Il existe deux manières de s'approvisionner légalement en marijuana médicale. À travers Santé Canada, d'abord, qui l'envoie par la poste; ou en obtenant l'autorisation d'en faire pousser (soi-même ou par quelqu'un d'autre). À noter que les «clubs compassion» ou les dispensaires sont toujours considérés comme étant illégaux au Canada. Certains, dont à Montréal, font d'ailleurs l'objet d'accusations criminelles.

Fini la revente par Ottawa?

Par ailleurs, si le gouvernement devait aller de l'avant avec les propositions annoncées, il mettrait également fin à son implication dans la distribution du produit, de même qu'à la possibilité pour des particuliers de faire pousser eux-mêmes leur cannabis.

Ottawa s'approvisionne actuellement chez un seul fournisseur, Prairie Plant Systems. Il confierait plutôt à une série d'entrepreneurs la possibilité de s'engager dans cette culture, moyennant certaines exigences. Les usagers devraient obligatoirement s'y approvisionner.

Une telle réforme pourrait favoriser la création d'une véritable industrie parallèle. D'ailleurs, dans un documentaire récemment diffusé sur les ondes de Canal D, des entrepreneurs semblent déjà s'y préparer. 

Santé Canada a cité des motifs de sécurité pour expliquer sa décision de réformer le système. Les plantations de marijuana, en effet, sont vulnérables aux incendies et aux vols.

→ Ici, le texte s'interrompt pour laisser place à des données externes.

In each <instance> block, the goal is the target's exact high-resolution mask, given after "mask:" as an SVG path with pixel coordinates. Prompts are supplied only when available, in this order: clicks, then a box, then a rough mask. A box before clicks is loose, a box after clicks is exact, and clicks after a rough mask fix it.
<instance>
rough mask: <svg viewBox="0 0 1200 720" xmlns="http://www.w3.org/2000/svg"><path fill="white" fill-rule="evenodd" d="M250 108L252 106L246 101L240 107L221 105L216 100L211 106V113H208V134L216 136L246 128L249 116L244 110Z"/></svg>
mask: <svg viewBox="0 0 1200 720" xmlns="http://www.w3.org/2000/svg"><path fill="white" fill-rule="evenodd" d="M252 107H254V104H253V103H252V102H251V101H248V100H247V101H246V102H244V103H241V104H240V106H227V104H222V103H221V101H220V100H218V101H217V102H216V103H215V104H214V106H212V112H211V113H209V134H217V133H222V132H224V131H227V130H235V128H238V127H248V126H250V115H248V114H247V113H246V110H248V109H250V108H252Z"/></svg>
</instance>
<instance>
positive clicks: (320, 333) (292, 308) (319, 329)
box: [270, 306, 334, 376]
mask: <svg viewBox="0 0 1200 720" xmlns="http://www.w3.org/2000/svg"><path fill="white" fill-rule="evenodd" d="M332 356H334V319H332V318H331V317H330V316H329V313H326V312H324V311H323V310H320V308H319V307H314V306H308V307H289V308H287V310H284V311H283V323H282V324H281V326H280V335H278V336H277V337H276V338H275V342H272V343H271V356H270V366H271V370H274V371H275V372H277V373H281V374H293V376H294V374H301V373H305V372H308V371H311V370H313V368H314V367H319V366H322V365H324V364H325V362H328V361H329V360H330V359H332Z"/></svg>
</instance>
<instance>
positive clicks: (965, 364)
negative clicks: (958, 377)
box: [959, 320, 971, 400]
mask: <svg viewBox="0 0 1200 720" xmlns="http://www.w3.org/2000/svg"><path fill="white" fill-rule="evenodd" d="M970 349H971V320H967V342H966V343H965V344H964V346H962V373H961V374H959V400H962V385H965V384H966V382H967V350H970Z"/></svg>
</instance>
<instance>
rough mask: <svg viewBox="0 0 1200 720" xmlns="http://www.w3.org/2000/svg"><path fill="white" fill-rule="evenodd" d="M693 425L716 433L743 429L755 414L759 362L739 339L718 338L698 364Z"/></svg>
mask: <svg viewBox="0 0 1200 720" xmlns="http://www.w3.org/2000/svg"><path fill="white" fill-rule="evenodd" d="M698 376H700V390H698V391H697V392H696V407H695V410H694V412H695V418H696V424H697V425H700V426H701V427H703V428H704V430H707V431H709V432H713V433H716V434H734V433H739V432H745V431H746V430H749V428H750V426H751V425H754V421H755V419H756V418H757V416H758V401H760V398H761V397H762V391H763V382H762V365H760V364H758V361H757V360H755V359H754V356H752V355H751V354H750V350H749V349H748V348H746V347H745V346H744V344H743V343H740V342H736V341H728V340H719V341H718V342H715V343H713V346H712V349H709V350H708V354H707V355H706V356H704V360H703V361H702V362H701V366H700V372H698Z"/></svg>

Une récente décision judiciaire a sans doute aussi pu influencer Ottawa. En avril dernier, soit quelques mois avant l'annonce du début des consultations, la Cour supérieure de l'Ontario a déclaré que le programme était inconstitutionnel. Le motif: le boycottage des médecins à travers le pays empêche les malades d'avoir accès au traitement et les force à passer par des voies illégales pour se procurer cette «substance contrôlée». La décision a été portée en appel.

«Il n'est pas bon, le pot»

Mais outre certains problèmes du système, les patients pourraient avoir un autre motif de favoriser le marché noir comme source d'approvisionnement: plusieurs s'entendent pour dire que la marijuana du gouvernement n'est pas assez puissante.

«La qualité du produit qu'ils offrent n'est pas à la hauteur des attentes des patients», tranche la présidente du conseil d'administration l'Association médicale du Québec, Ruth Élaine Vander Stelt.

«Il n'est pas bon, le pot!» renchérit la Dre Vander Stelt, qui est l'une des rares praticiennes à avoir déjà signé un formulaire du gouvernement pour permettre à un patient de bénéficier du programme.

Seulement 282 médecins québécois appuieraient actuellement une autorisation de possession en vigueur, sur un total de 4177 à travers le pays. Les médecins les plus actifs à cet égard sont ceux de la Colombie-Britannique et de l'Ontario, avec près de 1500 attestations en cours chacune.

En date du 1er novembre 2011 au Canada, 12 225 personnes détenaient une autorisation de posséder de la marijuana en vertu du programme fédéral - 519 au Québec. Du nombre, 2776 s'approvisionnaient auprès de Santé Canada; 7277 détenaient un permis de production pour utilisation personnelle et 2163 pouvaient en cultiver pour quelqu'un d'autre.